As Ritmiller spoke, Heichel’s husband began to cry. After Ritmiller returned to her seat, a reporter asked Clint if he would like to say anything.

He approached the podium, still weeping. “What do I say,” he said, gestured toward his wife’s enlarged driver’s license photo displayed for the television cameras. He paused as if he were about to keep talking, but then stopped, overcome with emotion. Again, he collected himself and tried to continue but broke down in tears. “I’m sorry,” he said, before stepping away from the podium.

The two were married in January 2010 and met through their church. They are Jehovah’s Witnesses.

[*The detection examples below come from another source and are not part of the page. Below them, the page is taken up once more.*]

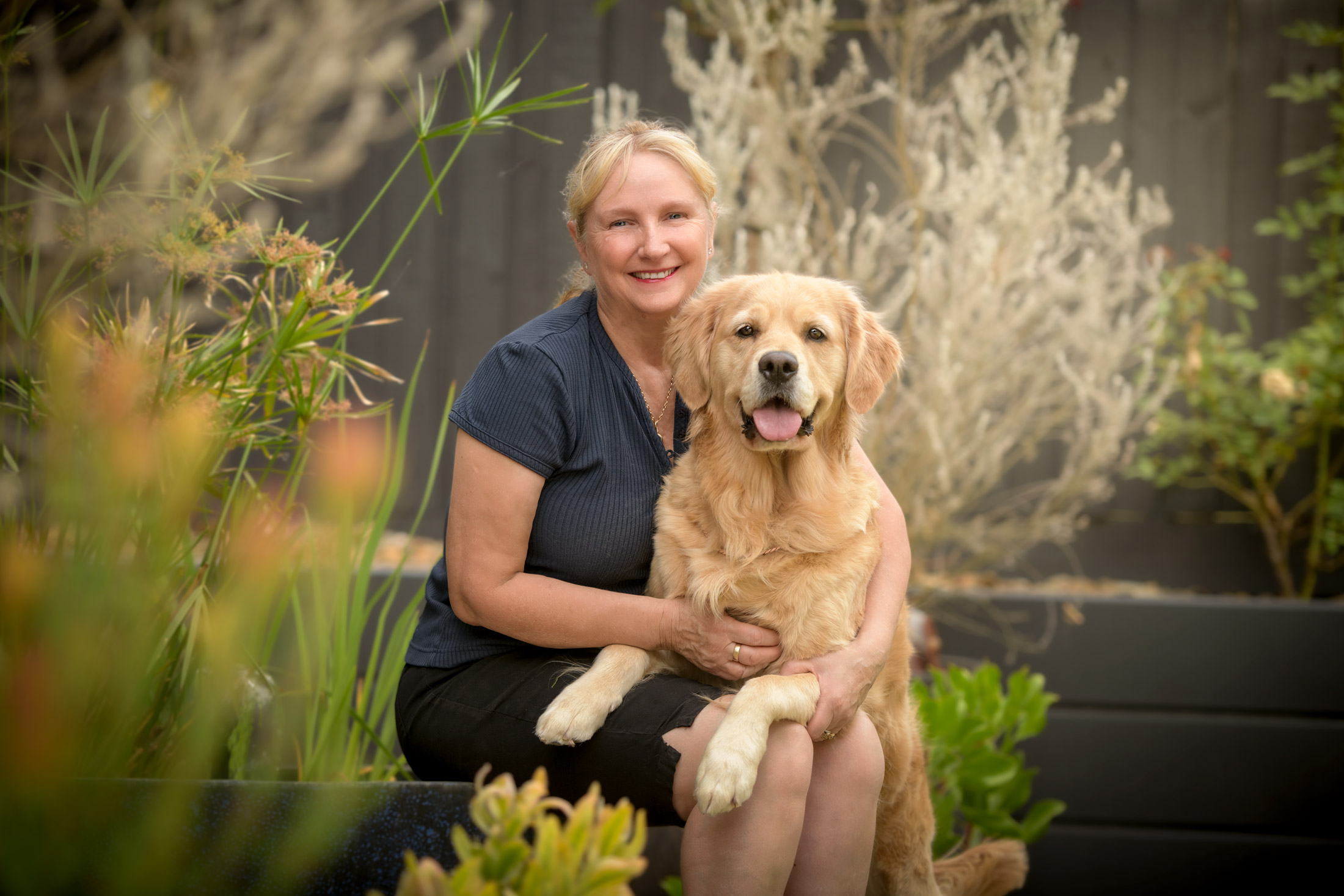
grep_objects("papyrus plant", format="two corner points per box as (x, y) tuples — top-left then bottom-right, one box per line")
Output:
(0, 0), (491, 189)
(615, 0), (1169, 570)
(0, 10), (583, 896)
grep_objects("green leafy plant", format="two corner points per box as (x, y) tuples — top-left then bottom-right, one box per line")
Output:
(379, 766), (646, 896)
(1131, 13), (1344, 598)
(911, 662), (1064, 857)
(0, 8), (583, 896)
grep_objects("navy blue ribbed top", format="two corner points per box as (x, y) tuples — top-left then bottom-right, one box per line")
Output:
(406, 290), (691, 669)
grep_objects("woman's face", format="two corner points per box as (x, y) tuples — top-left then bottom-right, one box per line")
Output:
(570, 152), (714, 317)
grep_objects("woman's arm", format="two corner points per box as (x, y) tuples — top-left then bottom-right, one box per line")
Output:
(780, 442), (910, 740)
(445, 431), (780, 680)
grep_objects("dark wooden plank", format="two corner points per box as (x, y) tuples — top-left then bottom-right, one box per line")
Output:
(1023, 707), (1344, 840)
(1019, 822), (1344, 896)
(1227, 0), (1285, 338)
(932, 595), (1344, 715)
(604, 0), (703, 125)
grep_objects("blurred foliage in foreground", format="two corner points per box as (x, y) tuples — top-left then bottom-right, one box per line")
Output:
(1133, 13), (1344, 598)
(0, 5), (588, 896)
(378, 766), (646, 896)
(911, 662), (1064, 858)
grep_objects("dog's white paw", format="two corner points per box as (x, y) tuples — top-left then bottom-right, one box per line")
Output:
(536, 685), (621, 747)
(695, 740), (759, 815)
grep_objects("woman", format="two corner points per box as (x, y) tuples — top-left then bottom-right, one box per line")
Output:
(396, 122), (910, 895)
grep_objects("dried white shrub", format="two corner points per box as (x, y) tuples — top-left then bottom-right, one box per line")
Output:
(645, 0), (1171, 571)
(9, 0), (489, 189)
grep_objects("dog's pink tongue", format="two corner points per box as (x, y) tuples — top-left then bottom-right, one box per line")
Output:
(751, 404), (802, 442)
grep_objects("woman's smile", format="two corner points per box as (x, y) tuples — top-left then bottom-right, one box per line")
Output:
(632, 268), (677, 281)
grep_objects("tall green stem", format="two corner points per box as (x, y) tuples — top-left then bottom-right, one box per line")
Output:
(1301, 422), (1331, 600)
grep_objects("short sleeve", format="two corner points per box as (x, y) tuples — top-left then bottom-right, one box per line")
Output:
(449, 343), (574, 477)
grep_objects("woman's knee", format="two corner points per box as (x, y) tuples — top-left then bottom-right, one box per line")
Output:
(813, 710), (886, 798)
(761, 721), (813, 801)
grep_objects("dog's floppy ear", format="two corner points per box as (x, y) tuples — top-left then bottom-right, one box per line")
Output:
(844, 289), (900, 413)
(663, 281), (735, 411)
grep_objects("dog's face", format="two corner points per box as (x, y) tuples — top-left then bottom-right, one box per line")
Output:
(667, 274), (900, 451)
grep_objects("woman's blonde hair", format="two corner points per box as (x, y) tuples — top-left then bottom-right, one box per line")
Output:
(555, 121), (719, 305)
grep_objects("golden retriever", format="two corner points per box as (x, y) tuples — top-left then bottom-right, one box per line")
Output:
(536, 274), (1026, 896)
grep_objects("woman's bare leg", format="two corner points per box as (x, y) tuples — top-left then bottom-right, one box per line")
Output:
(784, 712), (886, 896)
(663, 704), (811, 896)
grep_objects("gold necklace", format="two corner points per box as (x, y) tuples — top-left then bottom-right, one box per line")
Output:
(640, 376), (676, 430)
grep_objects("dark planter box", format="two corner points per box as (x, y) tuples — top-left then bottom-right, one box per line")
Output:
(933, 595), (1344, 896)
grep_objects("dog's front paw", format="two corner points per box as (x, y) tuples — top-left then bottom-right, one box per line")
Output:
(695, 740), (759, 815)
(536, 685), (621, 747)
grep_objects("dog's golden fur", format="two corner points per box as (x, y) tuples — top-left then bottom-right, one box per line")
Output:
(538, 274), (1026, 896)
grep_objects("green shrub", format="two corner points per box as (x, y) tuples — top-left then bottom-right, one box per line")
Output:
(1131, 13), (1344, 598)
(911, 662), (1064, 857)
(378, 766), (646, 896)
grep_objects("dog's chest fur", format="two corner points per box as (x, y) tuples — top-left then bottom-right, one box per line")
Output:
(649, 449), (882, 673)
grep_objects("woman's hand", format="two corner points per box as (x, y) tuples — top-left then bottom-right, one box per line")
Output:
(660, 598), (780, 681)
(784, 639), (887, 740)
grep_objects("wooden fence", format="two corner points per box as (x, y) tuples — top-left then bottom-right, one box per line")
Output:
(297, 0), (1344, 592)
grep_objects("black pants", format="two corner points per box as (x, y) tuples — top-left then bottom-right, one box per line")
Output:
(396, 647), (725, 825)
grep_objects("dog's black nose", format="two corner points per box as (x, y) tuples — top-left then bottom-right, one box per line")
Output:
(757, 352), (798, 385)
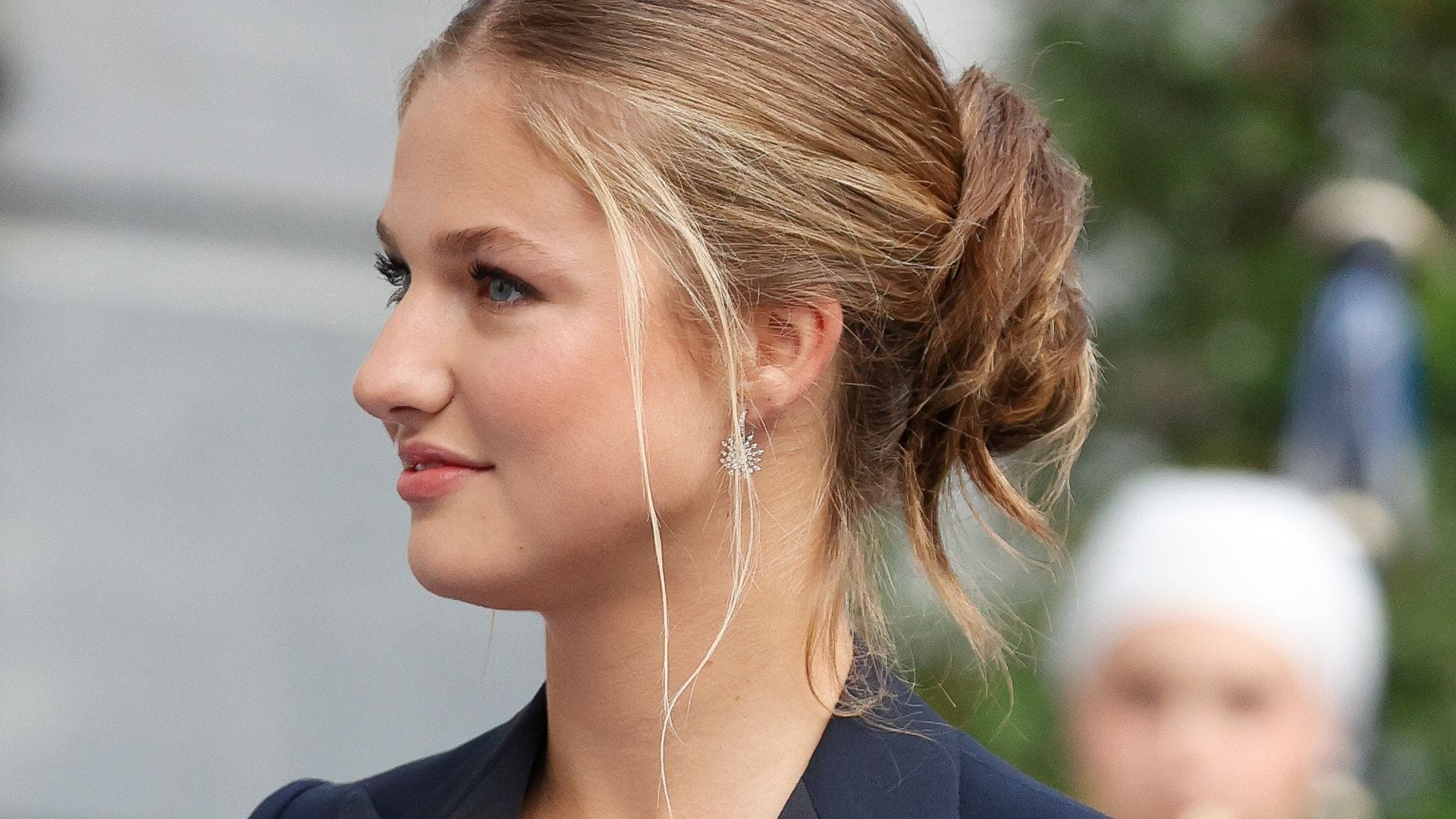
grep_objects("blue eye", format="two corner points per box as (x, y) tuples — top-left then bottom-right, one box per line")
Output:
(470, 264), (532, 305)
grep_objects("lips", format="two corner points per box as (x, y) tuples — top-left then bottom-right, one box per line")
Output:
(394, 441), (495, 503)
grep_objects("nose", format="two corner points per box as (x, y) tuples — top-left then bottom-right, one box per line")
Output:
(354, 293), (454, 435)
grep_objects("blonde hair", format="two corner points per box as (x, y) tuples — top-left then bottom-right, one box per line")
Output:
(402, 0), (1097, 799)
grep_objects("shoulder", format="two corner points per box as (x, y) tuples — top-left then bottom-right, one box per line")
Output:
(249, 711), (511, 819)
(804, 676), (1101, 819)
(951, 727), (1105, 819)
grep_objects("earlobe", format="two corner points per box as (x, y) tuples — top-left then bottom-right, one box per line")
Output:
(748, 299), (845, 419)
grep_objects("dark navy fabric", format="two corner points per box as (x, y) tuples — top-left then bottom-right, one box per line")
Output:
(250, 676), (1101, 819)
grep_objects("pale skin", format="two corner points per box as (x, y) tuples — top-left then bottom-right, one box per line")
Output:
(1067, 618), (1338, 819)
(354, 67), (850, 819)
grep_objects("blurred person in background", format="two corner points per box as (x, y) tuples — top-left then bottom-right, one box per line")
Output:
(1050, 469), (1386, 819)
(255, 0), (1095, 819)
(1280, 177), (1443, 552)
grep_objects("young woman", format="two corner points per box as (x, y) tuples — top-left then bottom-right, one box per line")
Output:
(255, 0), (1095, 819)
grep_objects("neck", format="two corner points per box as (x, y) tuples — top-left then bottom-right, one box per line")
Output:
(522, 504), (852, 819)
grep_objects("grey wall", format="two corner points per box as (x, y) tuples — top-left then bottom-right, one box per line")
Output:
(0, 0), (1012, 819)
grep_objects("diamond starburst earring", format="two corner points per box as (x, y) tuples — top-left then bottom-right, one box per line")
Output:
(718, 410), (763, 475)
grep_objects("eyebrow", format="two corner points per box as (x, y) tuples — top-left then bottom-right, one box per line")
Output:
(374, 220), (555, 259)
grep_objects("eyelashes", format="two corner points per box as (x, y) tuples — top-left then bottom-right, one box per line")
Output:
(374, 252), (410, 307)
(374, 252), (536, 306)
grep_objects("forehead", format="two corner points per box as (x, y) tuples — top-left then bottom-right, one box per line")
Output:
(1105, 618), (1306, 688)
(381, 68), (606, 243)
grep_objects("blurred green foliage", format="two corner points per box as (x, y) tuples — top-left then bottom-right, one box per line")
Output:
(920, 0), (1456, 819)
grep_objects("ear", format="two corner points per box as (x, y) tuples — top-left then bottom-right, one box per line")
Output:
(745, 297), (845, 421)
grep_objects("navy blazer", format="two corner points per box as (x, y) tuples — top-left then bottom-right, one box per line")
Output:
(250, 675), (1105, 819)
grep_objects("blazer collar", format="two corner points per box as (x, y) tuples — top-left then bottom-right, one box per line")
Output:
(337, 675), (961, 819)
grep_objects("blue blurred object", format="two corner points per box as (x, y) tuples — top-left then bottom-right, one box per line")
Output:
(1280, 239), (1429, 536)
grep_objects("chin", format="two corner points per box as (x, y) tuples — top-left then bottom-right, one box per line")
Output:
(410, 532), (540, 610)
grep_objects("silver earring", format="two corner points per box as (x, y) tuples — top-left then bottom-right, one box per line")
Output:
(718, 410), (763, 475)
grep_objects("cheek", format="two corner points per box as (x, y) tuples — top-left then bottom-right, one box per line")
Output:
(439, 305), (726, 592)
(1228, 704), (1320, 802)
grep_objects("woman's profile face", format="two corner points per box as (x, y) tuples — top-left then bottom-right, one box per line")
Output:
(1067, 620), (1329, 819)
(354, 70), (728, 609)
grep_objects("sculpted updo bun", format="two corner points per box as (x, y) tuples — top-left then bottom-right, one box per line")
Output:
(403, 0), (1095, 676)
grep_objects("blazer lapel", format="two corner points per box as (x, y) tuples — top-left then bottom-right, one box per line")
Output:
(802, 675), (961, 819)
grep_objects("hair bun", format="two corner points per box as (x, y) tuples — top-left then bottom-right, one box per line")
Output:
(904, 67), (1097, 535)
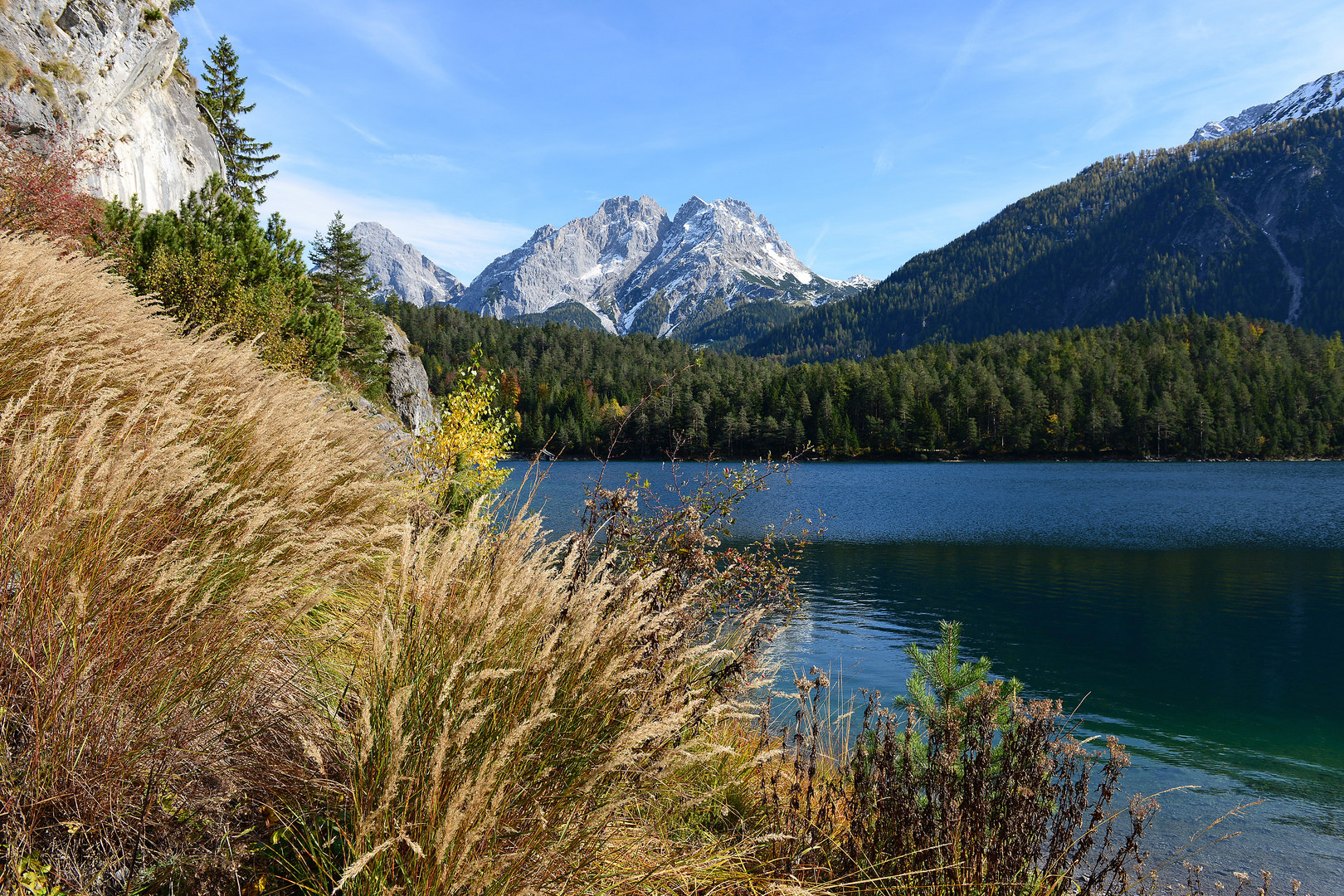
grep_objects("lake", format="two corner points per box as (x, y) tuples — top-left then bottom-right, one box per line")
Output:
(514, 462), (1344, 896)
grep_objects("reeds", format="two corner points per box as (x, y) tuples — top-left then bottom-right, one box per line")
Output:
(0, 238), (1301, 896)
(0, 238), (403, 889)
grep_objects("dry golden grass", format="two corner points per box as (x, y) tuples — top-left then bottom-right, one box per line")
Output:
(0, 238), (1269, 896)
(0, 238), (403, 888)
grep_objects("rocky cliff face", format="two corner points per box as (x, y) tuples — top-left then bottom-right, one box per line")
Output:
(383, 317), (440, 436)
(1190, 71), (1344, 143)
(453, 196), (867, 336)
(0, 0), (223, 210)
(353, 221), (466, 308)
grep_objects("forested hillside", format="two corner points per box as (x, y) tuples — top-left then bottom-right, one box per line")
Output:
(387, 302), (1344, 458)
(744, 111), (1344, 362)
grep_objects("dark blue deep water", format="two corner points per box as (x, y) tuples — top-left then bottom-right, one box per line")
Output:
(514, 462), (1344, 896)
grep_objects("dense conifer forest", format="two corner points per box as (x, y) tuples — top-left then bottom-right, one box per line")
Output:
(742, 111), (1344, 363)
(387, 301), (1344, 460)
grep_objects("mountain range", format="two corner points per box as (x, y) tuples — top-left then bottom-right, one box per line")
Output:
(353, 221), (466, 306)
(1190, 71), (1344, 144)
(360, 71), (1344, 363)
(734, 74), (1344, 363)
(355, 196), (875, 338)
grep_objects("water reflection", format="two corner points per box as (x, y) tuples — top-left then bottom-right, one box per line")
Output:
(502, 464), (1344, 894)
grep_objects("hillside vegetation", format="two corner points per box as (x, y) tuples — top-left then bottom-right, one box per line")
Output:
(388, 302), (1344, 458)
(742, 111), (1344, 363)
(0, 238), (1210, 896)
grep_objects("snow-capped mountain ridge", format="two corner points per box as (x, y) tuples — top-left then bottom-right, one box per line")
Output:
(352, 221), (466, 308)
(453, 196), (871, 336)
(1190, 70), (1344, 143)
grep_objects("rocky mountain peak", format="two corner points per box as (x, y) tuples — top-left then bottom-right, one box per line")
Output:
(438, 196), (861, 334)
(352, 221), (466, 308)
(1190, 71), (1344, 143)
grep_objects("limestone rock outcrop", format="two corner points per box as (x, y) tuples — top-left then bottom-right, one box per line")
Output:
(383, 317), (440, 436)
(0, 0), (223, 211)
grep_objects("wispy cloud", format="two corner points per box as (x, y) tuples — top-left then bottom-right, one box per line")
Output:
(336, 115), (391, 149)
(256, 61), (313, 97)
(804, 221), (830, 267)
(926, 0), (1006, 102)
(295, 0), (449, 83)
(377, 153), (462, 172)
(264, 171), (533, 278)
(872, 139), (894, 174)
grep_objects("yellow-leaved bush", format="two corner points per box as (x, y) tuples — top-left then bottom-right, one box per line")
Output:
(414, 352), (514, 512)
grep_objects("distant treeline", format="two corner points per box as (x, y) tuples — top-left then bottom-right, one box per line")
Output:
(387, 301), (1344, 458)
(742, 110), (1344, 363)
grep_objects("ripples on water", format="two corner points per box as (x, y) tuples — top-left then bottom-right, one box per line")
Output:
(502, 462), (1344, 896)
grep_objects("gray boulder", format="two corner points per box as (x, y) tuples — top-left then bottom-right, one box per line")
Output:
(383, 317), (440, 436)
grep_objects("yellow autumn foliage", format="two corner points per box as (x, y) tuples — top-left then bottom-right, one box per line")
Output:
(414, 352), (514, 512)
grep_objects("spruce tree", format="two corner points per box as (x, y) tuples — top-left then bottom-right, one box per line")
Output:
(199, 37), (280, 206)
(310, 212), (386, 386)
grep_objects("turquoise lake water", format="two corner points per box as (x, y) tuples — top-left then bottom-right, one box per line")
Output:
(514, 462), (1344, 896)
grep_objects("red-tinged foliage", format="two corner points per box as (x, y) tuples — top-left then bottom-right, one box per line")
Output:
(0, 100), (113, 250)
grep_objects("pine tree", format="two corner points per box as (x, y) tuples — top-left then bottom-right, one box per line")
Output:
(199, 37), (280, 206)
(312, 212), (384, 384)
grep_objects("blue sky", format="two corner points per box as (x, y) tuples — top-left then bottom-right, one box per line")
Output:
(175, 0), (1344, 280)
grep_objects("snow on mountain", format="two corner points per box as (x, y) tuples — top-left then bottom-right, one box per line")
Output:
(353, 221), (466, 306)
(840, 274), (882, 289)
(453, 196), (871, 336)
(453, 196), (668, 332)
(1190, 71), (1344, 143)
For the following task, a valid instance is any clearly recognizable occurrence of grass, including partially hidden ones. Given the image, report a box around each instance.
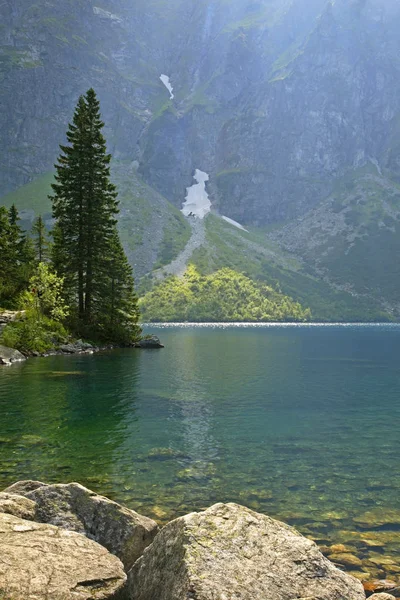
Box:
[0,173,54,215]
[191,216,390,322]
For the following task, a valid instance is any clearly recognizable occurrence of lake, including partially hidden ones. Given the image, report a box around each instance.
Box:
[0,325,400,578]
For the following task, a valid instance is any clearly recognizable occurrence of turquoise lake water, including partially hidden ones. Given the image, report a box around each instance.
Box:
[0,325,400,577]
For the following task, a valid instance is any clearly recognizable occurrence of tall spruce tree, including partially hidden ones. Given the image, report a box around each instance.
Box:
[50,89,138,341]
[32,215,49,263]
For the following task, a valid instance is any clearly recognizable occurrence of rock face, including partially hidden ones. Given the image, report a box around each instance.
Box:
[0,346,25,365]
[0,492,36,521]
[6,482,158,570]
[0,514,126,600]
[128,504,365,600]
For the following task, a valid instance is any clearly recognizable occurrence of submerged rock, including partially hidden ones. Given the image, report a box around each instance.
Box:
[4,481,158,570]
[328,552,363,568]
[128,504,365,600]
[0,514,126,600]
[3,479,46,496]
[0,492,36,521]
[353,507,400,529]
[136,335,164,349]
[363,579,400,597]
[0,346,26,365]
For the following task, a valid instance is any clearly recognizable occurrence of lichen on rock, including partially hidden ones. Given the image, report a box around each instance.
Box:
[128,504,365,600]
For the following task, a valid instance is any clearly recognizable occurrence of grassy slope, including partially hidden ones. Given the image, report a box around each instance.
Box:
[0,163,190,278]
[0,173,54,215]
[192,215,388,321]
[273,165,400,319]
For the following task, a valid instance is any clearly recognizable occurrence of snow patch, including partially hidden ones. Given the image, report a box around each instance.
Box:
[160,75,175,100]
[93,6,122,23]
[222,217,248,233]
[182,169,211,219]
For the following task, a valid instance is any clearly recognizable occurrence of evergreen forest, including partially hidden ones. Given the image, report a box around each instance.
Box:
[0,89,141,353]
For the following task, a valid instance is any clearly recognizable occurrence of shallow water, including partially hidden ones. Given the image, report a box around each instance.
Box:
[0,325,400,578]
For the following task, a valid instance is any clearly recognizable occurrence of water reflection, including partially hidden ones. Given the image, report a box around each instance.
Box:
[0,326,400,576]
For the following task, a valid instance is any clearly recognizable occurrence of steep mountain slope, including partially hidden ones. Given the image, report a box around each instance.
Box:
[0,0,400,318]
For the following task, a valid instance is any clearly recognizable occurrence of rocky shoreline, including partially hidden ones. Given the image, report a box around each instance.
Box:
[0,310,164,366]
[0,481,400,600]
[0,336,164,366]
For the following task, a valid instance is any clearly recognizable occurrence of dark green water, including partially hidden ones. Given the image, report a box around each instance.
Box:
[0,325,400,576]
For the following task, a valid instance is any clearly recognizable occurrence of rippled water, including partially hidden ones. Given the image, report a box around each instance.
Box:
[0,325,400,578]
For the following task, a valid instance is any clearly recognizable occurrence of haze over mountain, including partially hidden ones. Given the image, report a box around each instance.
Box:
[0,0,400,319]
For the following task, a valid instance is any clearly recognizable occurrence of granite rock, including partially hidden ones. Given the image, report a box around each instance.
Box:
[128,504,365,600]
[0,514,126,600]
[4,482,158,570]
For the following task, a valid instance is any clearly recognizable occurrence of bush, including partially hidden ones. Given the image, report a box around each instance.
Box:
[0,311,68,354]
[139,266,311,322]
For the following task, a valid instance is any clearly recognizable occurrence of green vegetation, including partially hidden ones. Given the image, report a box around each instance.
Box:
[0,90,141,353]
[0,206,34,308]
[140,266,311,322]
[51,89,140,343]
[1,173,54,215]
[191,215,391,322]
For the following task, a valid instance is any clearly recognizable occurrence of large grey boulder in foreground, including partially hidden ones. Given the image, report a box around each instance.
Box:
[0,514,126,600]
[5,481,158,570]
[128,504,365,600]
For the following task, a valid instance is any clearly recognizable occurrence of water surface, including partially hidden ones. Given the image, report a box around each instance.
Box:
[0,325,400,577]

Heichel’s husband called 9-1-1 just before 10 a.m. Tuesday, Oct. 16, to report her missing after she failed to show up for work at a Starbucks near East Powell Boulevard and Southeast Burnside Street.

He was the last person who saw her at about 6:45 a.m. as she left their apartment in the 700 block of Southeast Mount Hood Highway, just minutes from her work.

Detectives confirmed that her ATM card was used at a Troutdale gas station at Southeast 257th Avenue and Stark Street at 9:14 a.m. Police are investigating other possible transactions at other locations, as well, Grandjean said.

The woman’s vehicle — a black 1999 Ford Explorer with tinted taillights — was also at the gas station. The car was discovered abandoned at 11:17 a.m. in the Wood Village Wal-Mart parking lot at 23500 N.E. Sandy Blvd. Its front passenger window was broken.

Heichel is 5-foot-2-inches tall and weighs about 120 pounds. Anyone with information about the case is urged to call the Gresham Police Department tip line at 503-618-2719.